Finance GPT is a generative AI chatbot built on [Streamlit](https://streamlit.io/) that effectively addresses user queries by utilizing a vector-based document database. It allows users to get answers to queries related to any financial documents such as annual reports of listed companies or CSV/Excel of their financial figures. By employing the Retrieval-Augmented Generation (RAG) framework, uploaded document serve as context for generating responses through a large language model (LLM) using [LangChain](https://www.langchain.com/).

## Table of Contents
- [Setup Instructions](#setup-instructions)
- [Usage](#usage)
- [Screenshots](#screenshots)
- [Customizations](#customizations)
- [Deployment](#deployment)
- [Contributing](#contributing)
- [License](#license)

## Setup Instructions

After cloning the repository, follow these steps to set up the project:

1. **Set Up your development environment**:
- Download and install JetBrains PyCharm IDE or your preferred IDE.
- The following instructions will focus on PyCharm, but most IDEs provide similar features.

2. **Open the project**:
- In PyCharm, navigate to `File -> Open` and select the cloned repository folder.

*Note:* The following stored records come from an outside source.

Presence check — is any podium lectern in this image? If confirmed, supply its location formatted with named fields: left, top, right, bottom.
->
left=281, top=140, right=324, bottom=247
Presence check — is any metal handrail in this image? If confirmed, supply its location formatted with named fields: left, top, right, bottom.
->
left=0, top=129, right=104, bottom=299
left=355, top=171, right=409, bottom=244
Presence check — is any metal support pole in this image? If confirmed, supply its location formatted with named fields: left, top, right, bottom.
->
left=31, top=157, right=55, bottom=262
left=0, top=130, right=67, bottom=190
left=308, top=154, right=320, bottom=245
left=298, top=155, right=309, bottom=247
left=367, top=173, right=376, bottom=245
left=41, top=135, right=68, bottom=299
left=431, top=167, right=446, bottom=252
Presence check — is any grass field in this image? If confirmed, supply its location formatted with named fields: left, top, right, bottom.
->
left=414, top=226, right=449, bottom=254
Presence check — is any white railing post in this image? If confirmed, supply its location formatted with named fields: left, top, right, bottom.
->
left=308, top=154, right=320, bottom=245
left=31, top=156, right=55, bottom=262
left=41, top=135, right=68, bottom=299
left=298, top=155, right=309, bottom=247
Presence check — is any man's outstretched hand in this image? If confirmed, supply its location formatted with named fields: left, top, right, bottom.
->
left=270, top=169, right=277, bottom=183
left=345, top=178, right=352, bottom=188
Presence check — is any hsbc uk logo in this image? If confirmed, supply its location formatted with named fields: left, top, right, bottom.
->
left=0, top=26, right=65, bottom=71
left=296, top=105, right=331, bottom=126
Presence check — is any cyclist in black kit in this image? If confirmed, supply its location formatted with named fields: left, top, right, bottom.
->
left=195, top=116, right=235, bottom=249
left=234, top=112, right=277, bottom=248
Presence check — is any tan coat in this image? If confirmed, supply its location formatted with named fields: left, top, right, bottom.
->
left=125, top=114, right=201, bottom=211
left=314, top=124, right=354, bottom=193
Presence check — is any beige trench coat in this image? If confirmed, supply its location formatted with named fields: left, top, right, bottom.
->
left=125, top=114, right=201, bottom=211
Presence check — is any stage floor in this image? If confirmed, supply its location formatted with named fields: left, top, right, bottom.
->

3. **Set Up a local virtual environment**:
- Go to `Settings` > `Project: finance-gpt` > `Python Interpreter` > `Add Interpreter`.
- Choose `Add Local Interpreter` > `Virtualenv Environment`.
1. Select `Environment` -> `New`.
2. Set `Base Interpreter` to your installed Python version (e.g., Python 3.x).
3. Click `OK`.

4. **Install dependencies**:
- Run the following commands in your terminal:
```bash
pip install "generative-ai-hub-sdk[all]==1.2.2" --extra-index-url https://int.repositories.cloud.sap/artifactory/api/pypi/proxy-deploy-releases-hyperspace-pypi/simple/
pip install -r requirements.txt
```
- If you prefer to connect directly to the LLM via OpenAI instead of using the SAP proxy, you can skip the installation of `generative-ai-hub-sdk` and install required LangChain libraries instead.

5. **Run the application**:
```bash
streamlit run finance-gpt.py
```

6. **Access the user interface**:
Open your web browser and navigate to [http://localhost:8500/](http://localhost:8500/) (or the appropriate port if different).

## Usage
Once the application is running, you can interact with finance-gpt by uploading your file and entering your in the selected interface. The chatbot will retrieve relevant information from the document and generate responses based on the context.

## Screenshots
Here are some screenshots showcasing working deployments of the application.
- Chat inteerface selection:
1-interaction-types

- _PDF_ interaction type:
2-pdf-1

3-pdf-2

- _EXCEL_ interaction type:
4-csv-line

5-csv-bar

## Customizations
You can easily customize the application in the following ways:
- Financial documents are just a use case for the RAG, same application can be generalised to query any kind of PDFs and CSVs.
- Modify the `properties.yml` file to adjust various flags and properties (e.g., enabling calls to the LLM without context if call with context does not give relevant response) to suit your requirements.

## Deployment
Here are a few options for deploying the application:
- [Streamlit Community Cloud](https://share.streamlit.io/deploy)
- Cloud Foundry: Relevant files for deployment through SAP BTP are included in the repository.

## Contributing
We welcome contributions to enhance finance-gpt! Please fork the repository and submit a pull request for any new features or bug fixes.

## License
This project is licensed under the MIT License. See the LICENSE file for more details.